I arrived at the day ward and settled into my lazy boy chair for the day, (one of the few small comforts of being in hospital three days a week.) The nurse took the usual blood sample so we could get the blood counts and decide on what we needed to transfuse that day. I suggested she take a couple of blood cultures as well to make sure my fevers weren't an infection. Something that would be fatal if left untreated in my situation.
The next day, Thursday, I got a phone call from Paul the duty doctor on the day ward. I'd grown a nasty bug on my PIC line and I needed to be admitted urgently.
Bugger! On one of my few days off I really did not want to go in but to not go in would be foolhardy.
Once again it was a long wait in a cubicle in the Emergency Dept while they found me a bed in the cancer ward. Because of my neutropenic state I was fast tracked, so at least there was no waiting in the reception area.
Four days of IV antibiotics on the ward and I was finally discharged late Sunday night. The next morning after just twelve hours at home I was back on the day ward getting more blood. Tuesday off, then back in on Wednesday. Thursday saw me in surgery have a new "Power PICC" inserted in my right arm to replace the infected one that had been removed.

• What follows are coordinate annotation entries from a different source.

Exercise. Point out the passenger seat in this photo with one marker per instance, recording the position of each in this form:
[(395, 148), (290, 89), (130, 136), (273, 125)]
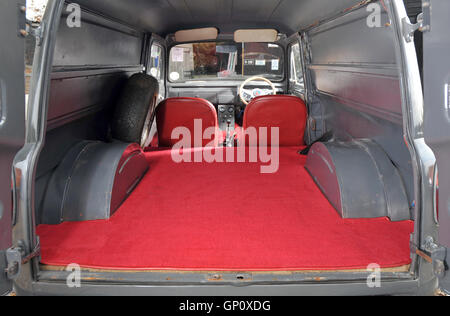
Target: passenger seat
[(288, 113), (182, 112)]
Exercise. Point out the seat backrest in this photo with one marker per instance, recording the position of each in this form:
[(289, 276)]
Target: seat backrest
[(182, 112), (288, 113)]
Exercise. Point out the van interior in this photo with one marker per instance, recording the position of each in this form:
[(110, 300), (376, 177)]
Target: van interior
[(110, 194)]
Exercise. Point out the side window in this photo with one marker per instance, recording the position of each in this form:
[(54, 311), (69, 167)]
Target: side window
[(156, 67), (156, 64), (296, 70)]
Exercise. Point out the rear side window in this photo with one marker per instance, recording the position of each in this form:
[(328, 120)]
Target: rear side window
[(156, 62), (296, 68)]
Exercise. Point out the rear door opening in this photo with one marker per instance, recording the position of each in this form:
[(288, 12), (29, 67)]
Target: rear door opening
[(113, 208)]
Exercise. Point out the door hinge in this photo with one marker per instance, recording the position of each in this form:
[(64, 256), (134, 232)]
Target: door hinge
[(434, 254), (409, 29), (16, 257), (36, 31)]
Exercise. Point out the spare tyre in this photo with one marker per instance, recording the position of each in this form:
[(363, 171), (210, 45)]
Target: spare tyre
[(135, 109)]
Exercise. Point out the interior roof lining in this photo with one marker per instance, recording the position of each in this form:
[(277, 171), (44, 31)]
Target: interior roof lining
[(158, 16)]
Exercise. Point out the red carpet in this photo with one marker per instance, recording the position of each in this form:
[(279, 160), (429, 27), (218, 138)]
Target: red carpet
[(227, 217)]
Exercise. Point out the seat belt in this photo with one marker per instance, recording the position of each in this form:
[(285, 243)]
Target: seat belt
[(325, 138)]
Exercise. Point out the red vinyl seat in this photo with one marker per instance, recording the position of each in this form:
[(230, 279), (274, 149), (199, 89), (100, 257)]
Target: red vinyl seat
[(288, 113), (182, 112)]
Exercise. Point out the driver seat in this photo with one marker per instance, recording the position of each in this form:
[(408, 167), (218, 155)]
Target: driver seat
[(288, 113)]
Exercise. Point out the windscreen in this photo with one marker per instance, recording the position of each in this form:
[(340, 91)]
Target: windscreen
[(225, 61)]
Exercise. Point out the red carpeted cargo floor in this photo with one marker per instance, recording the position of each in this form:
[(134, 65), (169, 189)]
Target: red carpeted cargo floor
[(227, 216)]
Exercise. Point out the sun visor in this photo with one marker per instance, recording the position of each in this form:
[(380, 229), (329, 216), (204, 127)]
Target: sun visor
[(252, 36), (204, 34)]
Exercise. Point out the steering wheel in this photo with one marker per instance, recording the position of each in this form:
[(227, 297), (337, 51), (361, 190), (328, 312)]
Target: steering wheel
[(247, 97)]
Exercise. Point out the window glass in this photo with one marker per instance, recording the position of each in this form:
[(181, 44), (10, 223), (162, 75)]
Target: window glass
[(156, 62), (296, 73), (225, 61)]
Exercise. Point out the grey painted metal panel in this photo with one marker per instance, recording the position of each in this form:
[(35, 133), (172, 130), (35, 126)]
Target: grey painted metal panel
[(92, 181), (74, 94), (437, 109), (97, 42), (12, 116), (359, 180), (406, 287), (356, 80)]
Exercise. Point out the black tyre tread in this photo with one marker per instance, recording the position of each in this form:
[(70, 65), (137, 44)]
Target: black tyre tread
[(132, 108)]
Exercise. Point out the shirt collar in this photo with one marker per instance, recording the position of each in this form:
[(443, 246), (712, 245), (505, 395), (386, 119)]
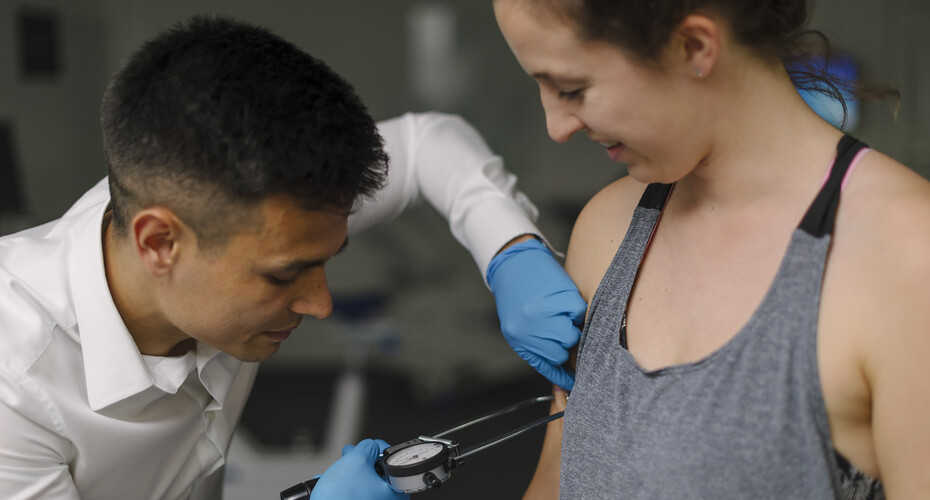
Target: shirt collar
[(113, 366)]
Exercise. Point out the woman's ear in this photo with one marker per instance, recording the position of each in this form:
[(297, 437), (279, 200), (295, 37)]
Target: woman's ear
[(697, 45), (157, 236)]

I could write a whole blog on just how bad that exercise went. I never have good luck with these procedures! Three attempts were required to get the wire into a vein by which time I was stressed to the max after well over an hour of massive discomfort.
Next day it was back in to the day ward for more bloods. It's now the weekend and I'm enjoying my first break in two weeks. However you have to temper that with the fact that I'm still quite weak and fatigued so It's not exactly a holiday.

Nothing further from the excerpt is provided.